Suzuki, A., C. M. Sinton, et al. (2013). "Behavioral and biochemical dissociation of arousal and homeostatic sleep need influenced by prior wakeful experience in mice." Proc Natl Acad Sci U S A 110(25): 10288-93.
Sleep is regulated by homeostatic mechanisms, and the low-frequency power in the electroencephalogram (delta power) during non-rapid eye movement sleep reflects homeostatic sleep need. Additionally, sleep is limited by circadian and environmentally influenced arousal. Little is known, however, about the underlying neural substrates for sleep homeostasis and arousal and about the potential link between them. Here, we subjected C57BL/6 mice to 6 h of sleep deprivation using two different methods: gentle handling and continual cage change. Both groups were deprived of sleep to a similar extent (>99%), and, as expected, the delta power increase during recovery sleep was quantitatively similar in both groups. However, in a multiple sleep latency test, the cage change group showed significantly longer sleep latencies than the gentle handling group, indicating that the cage change group had a higher level of arousal despite the similar sleep loss. To investigate the possible biochemical correlates of these behavioral changes, we screened for arousal-related and sleep need-related phosphoprotein markers from the diencephalon. We found that the abundance of highly phosphorylated forms of dynamin 1, a presynaptic neuronal protein, was associated with sleep latency in the multiple sleep latency test. In contrast, the abundance of highly phosphorylated forms of N-myc downstream regulated gene 2, a glial protein, was increased in parallel with delta power. The changes of these protein species disappeared after 2 h of recovery sleep. These results suggest that homeostatic sleep need and arousal can be dissociated behaviorally and biochemically and that phosphorylated N-myc downstream regulated gene 2 and dynamin 1 may serve as markers of homeostatic sleep need and arousal, respectively.

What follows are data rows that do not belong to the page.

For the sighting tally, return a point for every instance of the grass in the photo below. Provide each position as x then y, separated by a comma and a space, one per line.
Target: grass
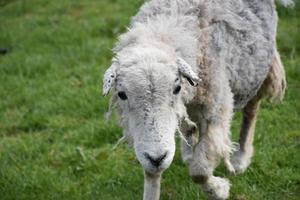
54, 140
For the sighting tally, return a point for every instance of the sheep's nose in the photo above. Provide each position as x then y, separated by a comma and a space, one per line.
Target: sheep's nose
157, 160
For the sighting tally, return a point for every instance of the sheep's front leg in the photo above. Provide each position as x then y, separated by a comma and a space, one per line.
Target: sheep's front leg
213, 146
151, 186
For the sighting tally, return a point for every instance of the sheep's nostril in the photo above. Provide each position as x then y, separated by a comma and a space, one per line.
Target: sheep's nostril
156, 161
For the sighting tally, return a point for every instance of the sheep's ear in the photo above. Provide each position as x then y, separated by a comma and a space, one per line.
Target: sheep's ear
109, 79
187, 72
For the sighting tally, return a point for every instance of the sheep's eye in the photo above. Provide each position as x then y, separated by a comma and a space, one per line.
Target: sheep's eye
177, 89
122, 95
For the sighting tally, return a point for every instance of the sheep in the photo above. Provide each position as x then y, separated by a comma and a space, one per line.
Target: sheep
185, 66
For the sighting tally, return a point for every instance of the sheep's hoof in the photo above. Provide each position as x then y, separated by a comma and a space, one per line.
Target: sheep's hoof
241, 160
217, 188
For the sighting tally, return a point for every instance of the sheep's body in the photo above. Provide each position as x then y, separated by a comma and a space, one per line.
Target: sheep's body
239, 35
231, 46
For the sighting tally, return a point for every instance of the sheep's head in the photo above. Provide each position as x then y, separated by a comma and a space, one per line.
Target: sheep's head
150, 86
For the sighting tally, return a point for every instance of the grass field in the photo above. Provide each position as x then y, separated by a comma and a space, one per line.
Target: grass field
54, 140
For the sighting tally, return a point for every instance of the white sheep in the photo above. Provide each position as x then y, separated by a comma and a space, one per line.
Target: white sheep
185, 66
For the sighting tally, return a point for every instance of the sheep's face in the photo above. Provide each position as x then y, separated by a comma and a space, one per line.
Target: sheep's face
150, 100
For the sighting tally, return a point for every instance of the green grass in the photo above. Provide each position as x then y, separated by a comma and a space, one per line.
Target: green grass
54, 140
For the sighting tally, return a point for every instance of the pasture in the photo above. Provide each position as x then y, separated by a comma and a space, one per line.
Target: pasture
55, 142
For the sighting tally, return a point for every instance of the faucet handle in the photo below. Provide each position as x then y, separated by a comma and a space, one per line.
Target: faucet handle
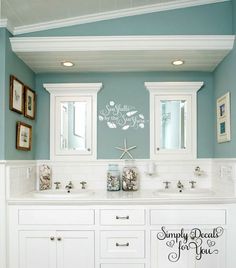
166, 184
192, 184
57, 183
83, 183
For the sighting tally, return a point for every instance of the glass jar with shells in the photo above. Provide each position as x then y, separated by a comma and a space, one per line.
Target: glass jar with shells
130, 176
113, 178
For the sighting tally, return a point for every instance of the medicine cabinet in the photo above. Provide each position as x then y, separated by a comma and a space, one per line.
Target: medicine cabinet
73, 120
173, 119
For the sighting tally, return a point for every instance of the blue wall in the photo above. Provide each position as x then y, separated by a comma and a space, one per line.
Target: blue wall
224, 81
122, 87
17, 68
126, 88
206, 19
2, 92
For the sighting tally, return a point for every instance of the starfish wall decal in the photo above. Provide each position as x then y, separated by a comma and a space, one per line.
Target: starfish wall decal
126, 150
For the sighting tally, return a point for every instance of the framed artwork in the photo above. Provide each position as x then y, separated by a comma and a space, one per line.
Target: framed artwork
30, 96
16, 95
23, 136
223, 118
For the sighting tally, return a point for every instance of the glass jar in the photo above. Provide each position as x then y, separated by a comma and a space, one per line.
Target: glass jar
130, 180
113, 178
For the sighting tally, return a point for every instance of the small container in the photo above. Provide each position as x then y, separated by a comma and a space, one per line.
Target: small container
113, 178
130, 180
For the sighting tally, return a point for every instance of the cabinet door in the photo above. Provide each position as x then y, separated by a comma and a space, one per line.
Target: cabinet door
164, 252
37, 249
75, 249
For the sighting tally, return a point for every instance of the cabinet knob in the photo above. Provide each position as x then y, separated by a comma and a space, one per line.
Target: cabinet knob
122, 245
122, 218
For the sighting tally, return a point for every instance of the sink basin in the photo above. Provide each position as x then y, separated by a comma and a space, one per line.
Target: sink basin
62, 194
184, 193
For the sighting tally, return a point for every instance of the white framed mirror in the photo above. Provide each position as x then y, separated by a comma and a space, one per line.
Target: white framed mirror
73, 121
173, 119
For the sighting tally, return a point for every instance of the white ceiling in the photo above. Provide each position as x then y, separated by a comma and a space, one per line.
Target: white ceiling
34, 15
124, 53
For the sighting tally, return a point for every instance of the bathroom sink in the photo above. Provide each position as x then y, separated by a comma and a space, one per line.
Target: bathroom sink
62, 193
184, 192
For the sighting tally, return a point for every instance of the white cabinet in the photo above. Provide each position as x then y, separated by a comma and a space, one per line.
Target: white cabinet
173, 119
37, 249
73, 120
72, 236
59, 249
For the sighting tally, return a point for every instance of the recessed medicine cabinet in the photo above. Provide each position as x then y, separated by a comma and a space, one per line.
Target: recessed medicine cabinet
173, 119
73, 120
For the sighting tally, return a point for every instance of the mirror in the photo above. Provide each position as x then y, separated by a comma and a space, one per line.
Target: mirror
173, 124
73, 125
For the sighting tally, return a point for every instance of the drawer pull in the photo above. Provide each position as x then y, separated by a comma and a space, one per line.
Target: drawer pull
122, 218
122, 245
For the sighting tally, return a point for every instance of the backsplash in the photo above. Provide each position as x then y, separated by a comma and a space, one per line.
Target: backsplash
23, 176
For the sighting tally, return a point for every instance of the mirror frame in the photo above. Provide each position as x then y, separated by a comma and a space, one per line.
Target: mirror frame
69, 91
171, 90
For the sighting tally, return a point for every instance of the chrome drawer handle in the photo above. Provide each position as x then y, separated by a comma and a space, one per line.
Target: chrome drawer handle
122, 218
122, 245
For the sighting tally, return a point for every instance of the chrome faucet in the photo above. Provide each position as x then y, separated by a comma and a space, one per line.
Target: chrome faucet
69, 186
180, 186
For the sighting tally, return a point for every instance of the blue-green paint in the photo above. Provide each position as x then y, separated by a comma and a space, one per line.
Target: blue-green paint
2, 92
206, 19
16, 67
224, 81
126, 88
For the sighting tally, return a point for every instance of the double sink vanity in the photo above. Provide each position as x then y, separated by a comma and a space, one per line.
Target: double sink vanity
99, 229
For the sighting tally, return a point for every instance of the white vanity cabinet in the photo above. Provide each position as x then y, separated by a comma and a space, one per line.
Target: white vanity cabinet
56, 249
111, 236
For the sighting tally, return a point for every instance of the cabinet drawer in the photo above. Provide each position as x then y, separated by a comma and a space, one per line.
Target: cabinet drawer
122, 265
122, 244
56, 216
187, 216
122, 217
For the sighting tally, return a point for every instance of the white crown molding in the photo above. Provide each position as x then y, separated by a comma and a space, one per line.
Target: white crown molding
67, 88
167, 87
112, 15
122, 43
4, 23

Ueno, T., J. Tomita, et al. (2012). "Identification of a dopamine pathway that regulates sleep and arousal in Drosophila." Nat Neurosci 15(11): 1516-23.
Sleep is required to maintain physiological functions, including memory, and is regulated by monoamines across species. Enhancement of dopamine signals by a mutation in the dopamine transporter (DAT) decreases sleep, but the underlying dopamine circuit responsible for this remains unknown. We found that the D1 dopamine receptor (DA1) in the dorsal fan-shaped body (dFSB) mediates the arousal effect of dopamine in Drosophila. The short sleep phenotype of the DAT mutant was completely rescued by an additional mutation in the DA1 (also known as DopR) gene, but expression of wild-type DA1 in the dFSB restored the short sleep phenotype. We found anatomical and physiological connections between dopamine neurons and the dFSB neuron. Finally, we used mosaic analysis with a repressive marker and found that a single dopamine neuron projecting to the FSB activated arousal. These results suggest that a local dopamine pathway regulates sleep.